Maryland: Is it rigged? Local officials assure Maryland’s voting system is secure | Frederick News Post
Republican presidential candidate Donald Trump has called the election process “rigged,” but Frederick County and Maryland officials assure voters the state’s new balloting system is secure. “Simply put, Maryland’s election systems are secure, have built-in redundancies, and have been subject to security testing,” the state board posted in the “Rumor Control” portion of its website. Across Maryland, voters who choose to vote on Election Day will mark their paper ballots by hand. Those paper ballots are fed into an optical scan machine that counts the votes and collects the paper ballots. A switch to paper ballots in Maryland has been underway since 2007, when legislation was passed requiring a verifiable paper record for every voter. The new ballots were unveiled this year after the state was able to fully fund the transition from touch screens of the past. Pamela Smith, president of the non-partisan, nonprofit organization Verified Voting, said Maryland’s decision to switch to paper ballots was a beneficial one.
A new online ballot system and marking tool could weaken Maryland’s voting security and make it the most vulnerable state in the nation, according to some cybersecurity experts. On Sept. 14, the Maryland State Board of Elections voted 4-1 to certify a new voting system and marking tool for online ballots. The new system will allow all Maryland voters the ability to both make selections on a computer and print absentee ballots from home, and send them into the State Board of Elections. Nikki Charlson, the deputy state administrator of the Board of Elections, said the system and tool are as secure as possible. “We are following all of the best practices for IT systems,” she said. Experts in cybersecurity and computer science have publicly stated they believe the potential risks with the new method of voting outweigh the benefits.

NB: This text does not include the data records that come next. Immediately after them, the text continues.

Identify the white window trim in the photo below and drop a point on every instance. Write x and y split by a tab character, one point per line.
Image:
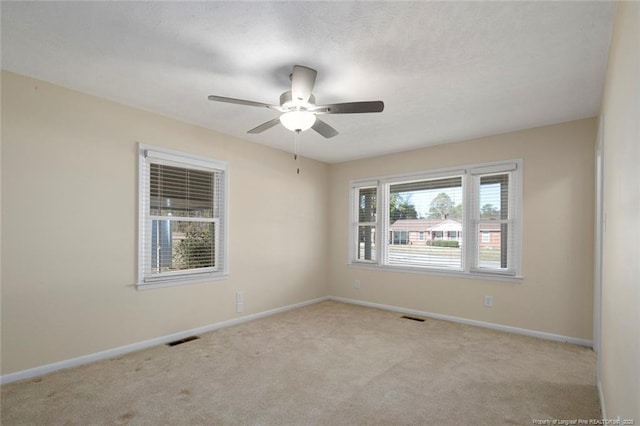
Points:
170	279
469	269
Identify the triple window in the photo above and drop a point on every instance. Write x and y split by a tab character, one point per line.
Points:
465	220
182	216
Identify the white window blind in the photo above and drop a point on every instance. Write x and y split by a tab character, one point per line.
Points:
461	221
432	207
182	217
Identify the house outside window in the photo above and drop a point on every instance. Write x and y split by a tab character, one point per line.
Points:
182	218
440	218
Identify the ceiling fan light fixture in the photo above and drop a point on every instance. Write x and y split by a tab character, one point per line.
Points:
298	120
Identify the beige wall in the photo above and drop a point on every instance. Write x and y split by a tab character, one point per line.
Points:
620	336
69	219
555	295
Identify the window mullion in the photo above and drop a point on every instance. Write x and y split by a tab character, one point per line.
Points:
383	220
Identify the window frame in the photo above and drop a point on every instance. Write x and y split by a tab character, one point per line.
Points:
147	155
471	175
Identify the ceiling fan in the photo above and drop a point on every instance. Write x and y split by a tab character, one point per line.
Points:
299	109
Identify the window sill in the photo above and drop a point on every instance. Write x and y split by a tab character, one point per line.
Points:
438	272
180	281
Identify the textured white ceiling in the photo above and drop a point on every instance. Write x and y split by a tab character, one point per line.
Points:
447	71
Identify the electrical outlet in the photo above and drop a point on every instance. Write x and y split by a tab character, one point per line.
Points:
239	301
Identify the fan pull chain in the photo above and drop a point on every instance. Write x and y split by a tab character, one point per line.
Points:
296	151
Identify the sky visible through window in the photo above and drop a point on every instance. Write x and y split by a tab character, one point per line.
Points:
422	199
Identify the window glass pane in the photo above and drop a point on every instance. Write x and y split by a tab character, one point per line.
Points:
425	223
366	249
179	245
494	246
367	200
494	196
177	191
494	206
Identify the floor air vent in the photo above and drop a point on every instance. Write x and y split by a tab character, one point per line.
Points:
181	341
413	318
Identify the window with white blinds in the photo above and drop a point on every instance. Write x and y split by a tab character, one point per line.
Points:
461	221
182	218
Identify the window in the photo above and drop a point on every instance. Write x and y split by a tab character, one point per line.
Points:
458	221
366	223
182	218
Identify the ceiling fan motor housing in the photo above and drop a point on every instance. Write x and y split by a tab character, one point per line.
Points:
286	101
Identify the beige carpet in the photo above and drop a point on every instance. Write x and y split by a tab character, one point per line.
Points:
325	364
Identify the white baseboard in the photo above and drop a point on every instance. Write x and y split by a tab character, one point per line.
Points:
493	326
110	353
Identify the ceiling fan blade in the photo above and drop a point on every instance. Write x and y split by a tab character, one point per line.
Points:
350	108
264	126
302	81
324	129
243	102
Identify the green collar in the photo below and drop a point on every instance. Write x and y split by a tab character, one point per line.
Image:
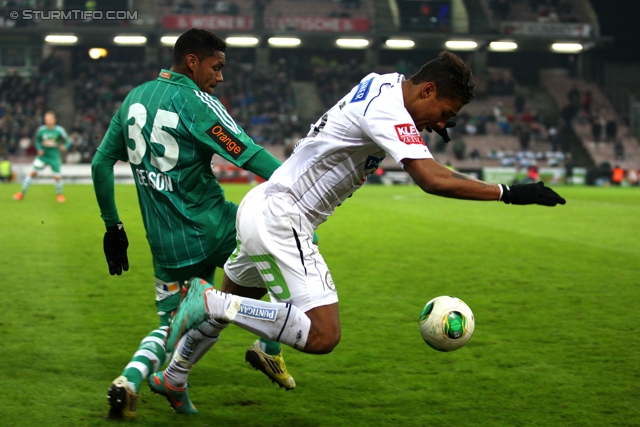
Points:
177	78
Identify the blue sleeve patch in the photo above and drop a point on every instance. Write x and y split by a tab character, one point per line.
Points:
362	91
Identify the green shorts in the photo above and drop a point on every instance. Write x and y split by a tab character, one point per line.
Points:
42	161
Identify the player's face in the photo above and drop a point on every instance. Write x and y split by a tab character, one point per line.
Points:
433	112
50	120
208	73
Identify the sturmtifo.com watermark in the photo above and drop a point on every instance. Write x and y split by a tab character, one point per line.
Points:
78	15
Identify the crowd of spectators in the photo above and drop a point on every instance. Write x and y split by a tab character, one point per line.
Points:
99	89
262	103
334	79
23	102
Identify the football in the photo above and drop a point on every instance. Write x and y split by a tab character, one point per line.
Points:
446	323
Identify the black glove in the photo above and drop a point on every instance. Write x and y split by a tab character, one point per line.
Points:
529	194
443	132
115	249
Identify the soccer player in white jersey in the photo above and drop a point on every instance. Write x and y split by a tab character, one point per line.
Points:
382	115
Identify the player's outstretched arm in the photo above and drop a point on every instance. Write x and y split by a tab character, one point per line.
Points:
115	242
436	179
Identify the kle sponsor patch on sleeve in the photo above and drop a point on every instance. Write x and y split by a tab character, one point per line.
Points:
225	139
409	134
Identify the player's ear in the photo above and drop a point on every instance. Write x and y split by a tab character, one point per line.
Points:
192	61
428	88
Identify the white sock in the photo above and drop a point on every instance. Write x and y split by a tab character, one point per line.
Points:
192	346
280	322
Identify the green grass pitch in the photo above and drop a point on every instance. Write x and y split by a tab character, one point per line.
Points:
555	293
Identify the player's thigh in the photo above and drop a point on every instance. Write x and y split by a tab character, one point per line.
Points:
38	165
55	166
275	250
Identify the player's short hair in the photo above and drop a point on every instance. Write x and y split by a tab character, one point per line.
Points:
451	75
201	43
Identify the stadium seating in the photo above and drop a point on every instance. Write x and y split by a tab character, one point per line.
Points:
543	11
558	85
23	102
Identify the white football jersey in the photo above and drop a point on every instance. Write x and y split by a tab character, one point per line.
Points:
345	145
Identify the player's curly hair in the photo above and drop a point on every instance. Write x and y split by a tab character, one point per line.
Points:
201	43
451	75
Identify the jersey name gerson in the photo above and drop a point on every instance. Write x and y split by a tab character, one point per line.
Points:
156	180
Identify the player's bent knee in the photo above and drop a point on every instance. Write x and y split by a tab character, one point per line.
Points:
322	340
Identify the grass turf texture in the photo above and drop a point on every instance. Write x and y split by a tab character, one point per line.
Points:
555	293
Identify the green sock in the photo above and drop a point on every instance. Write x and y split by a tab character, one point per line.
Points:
272	348
147	360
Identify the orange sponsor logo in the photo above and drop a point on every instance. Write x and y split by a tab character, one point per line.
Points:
229	144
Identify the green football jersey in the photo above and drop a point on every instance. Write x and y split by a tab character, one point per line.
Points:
168	130
50	140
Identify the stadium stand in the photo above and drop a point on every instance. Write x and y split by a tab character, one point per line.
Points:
23	102
541	11
623	150
268	9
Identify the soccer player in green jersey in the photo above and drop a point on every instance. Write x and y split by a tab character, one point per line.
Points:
168	130
50	139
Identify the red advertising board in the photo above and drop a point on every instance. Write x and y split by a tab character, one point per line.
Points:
245	23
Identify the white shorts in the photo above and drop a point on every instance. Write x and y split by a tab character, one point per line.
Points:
275	250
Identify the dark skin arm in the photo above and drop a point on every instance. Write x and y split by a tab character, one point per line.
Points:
433	178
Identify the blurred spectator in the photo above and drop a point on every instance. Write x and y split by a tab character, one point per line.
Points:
586	102
617	175
574	96
597	124
22	103
185	7
532	175
568	169
6	175
523	131
519	103
618	150
633	176
611	129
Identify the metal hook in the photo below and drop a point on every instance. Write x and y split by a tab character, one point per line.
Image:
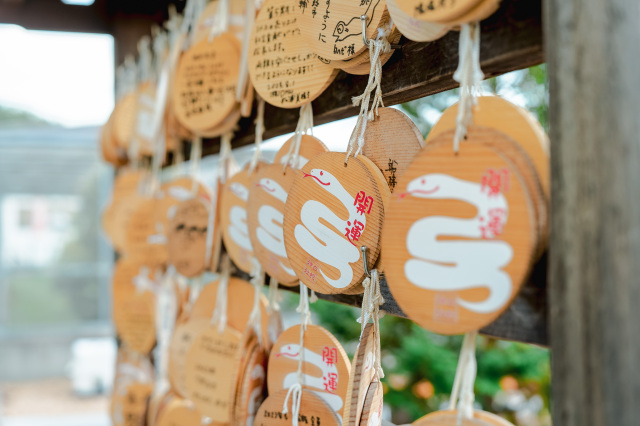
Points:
363	19
365	265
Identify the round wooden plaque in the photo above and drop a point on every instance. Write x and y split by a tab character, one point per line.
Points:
187	237
460	235
450	418
373	405
325	368
333	30
332	210
361	377
124	119
313	408
239	305
212	371
233	219
129	407
437	10
265	209
134	304
183	337
282	68
310	146
513	121
392	141
252	389
145	239
415	29
179	412
205	83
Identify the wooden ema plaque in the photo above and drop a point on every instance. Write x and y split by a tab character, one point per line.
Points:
310	146
267	197
182	339
450	418
333	30
373	405
134	304
361	377
179	412
282	68
211	372
413	28
239	297
515	122
124	116
325	368
332	210
392	141
187	237
313	411
205	83
460	235
145	240
251	386
233	219
128	408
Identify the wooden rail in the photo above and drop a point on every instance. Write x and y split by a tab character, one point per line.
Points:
511	40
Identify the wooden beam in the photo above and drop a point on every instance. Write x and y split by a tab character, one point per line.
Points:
593	52
511	39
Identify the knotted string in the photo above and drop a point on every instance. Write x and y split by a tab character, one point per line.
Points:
462	396
243	75
274	305
221	24
166	311
219	316
258	136
376	49
257	280
371	302
295	391
470	76
225	157
304	126
194	157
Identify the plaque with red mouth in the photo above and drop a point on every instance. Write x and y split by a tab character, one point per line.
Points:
332	211
325	365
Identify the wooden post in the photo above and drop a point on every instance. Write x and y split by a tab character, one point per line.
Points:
593	53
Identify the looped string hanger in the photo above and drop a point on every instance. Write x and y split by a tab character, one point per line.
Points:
376	48
295	391
194	157
462	396
469	75
371	302
243	75
221	22
257	280
304	127
258	137
274	305
219	316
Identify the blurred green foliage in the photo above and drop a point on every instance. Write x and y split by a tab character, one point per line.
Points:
419	365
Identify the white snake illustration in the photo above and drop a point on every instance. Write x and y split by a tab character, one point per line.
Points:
462	264
270	232
238	229
292	351
322	242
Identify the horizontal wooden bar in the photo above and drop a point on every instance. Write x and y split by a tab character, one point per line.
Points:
511	39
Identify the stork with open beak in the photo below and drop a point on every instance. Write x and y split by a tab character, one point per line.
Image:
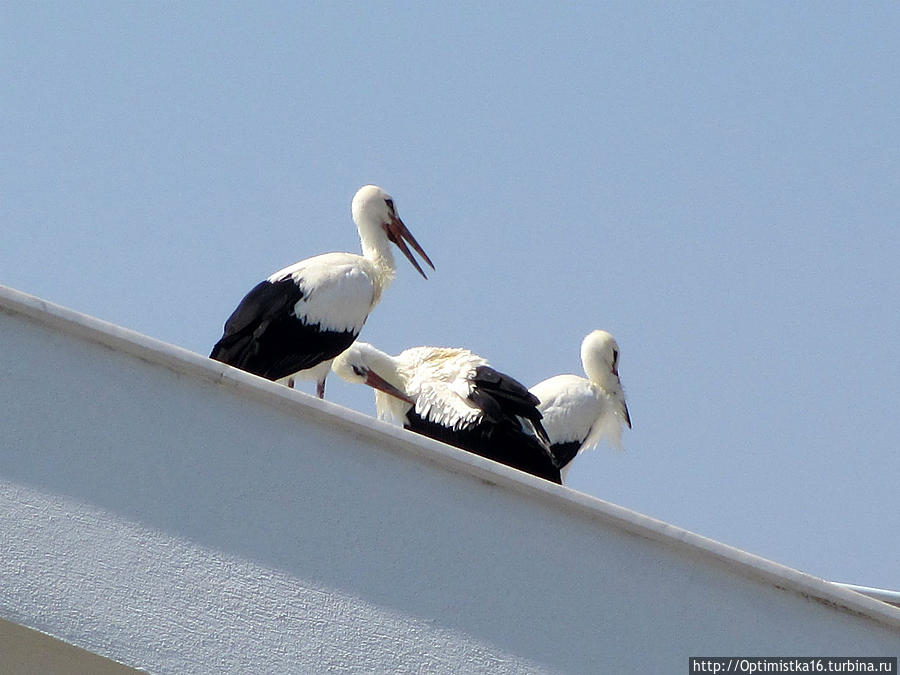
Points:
579	413
454	396
295	322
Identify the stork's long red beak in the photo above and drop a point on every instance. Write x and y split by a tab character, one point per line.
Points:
399	235
375	380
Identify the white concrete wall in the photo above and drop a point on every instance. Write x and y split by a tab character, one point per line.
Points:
181	517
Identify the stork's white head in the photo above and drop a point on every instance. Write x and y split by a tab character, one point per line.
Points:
378	223
600	358
361	363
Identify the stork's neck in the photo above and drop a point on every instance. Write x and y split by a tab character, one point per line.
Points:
387	367
377	250
599	373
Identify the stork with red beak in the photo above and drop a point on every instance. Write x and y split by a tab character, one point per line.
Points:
294	323
579	413
454	396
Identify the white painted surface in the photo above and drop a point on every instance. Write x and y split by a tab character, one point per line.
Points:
178	516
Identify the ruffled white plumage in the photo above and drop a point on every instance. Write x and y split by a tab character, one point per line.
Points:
339	290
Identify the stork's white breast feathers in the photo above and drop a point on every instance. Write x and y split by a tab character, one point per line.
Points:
339	290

Maryland: Despite warnings from cyber-experts, Maryland moves forward with online voting | The Washington Post
Cybersecurity experts are warning that Maryland’s online absentee-ballot system is dangerously vulnerable to tampering and privacy invasions, both growing concerns in a year when hackers have breached the Democratic National Committee and attempted to access boards of elections in at least two states. The system allows voters who request an absentee ballot to receive the form by email and send back a printed hard copy, with their votes marked by hand or with a new online tool that allows users to mark the document with the click of a mouse or the touch of a keyboard, then print it for mail delivery. Until this year, in large part because of security concerns, the latter option was available only to people with disabilities. Critics say it is easy for impostors to use stolen credentials to request absentee ballots or for cyberthieves to hack in and retrieve data about who is requesting ballots or details of votes that were cast online. … A group of computer scientists and cybersecurity experts wrote to the board two days before its vote and urged it not to certify the system, saying the setup would “make Maryland one of the most vulnerable states in the U.S. for major election tampering.”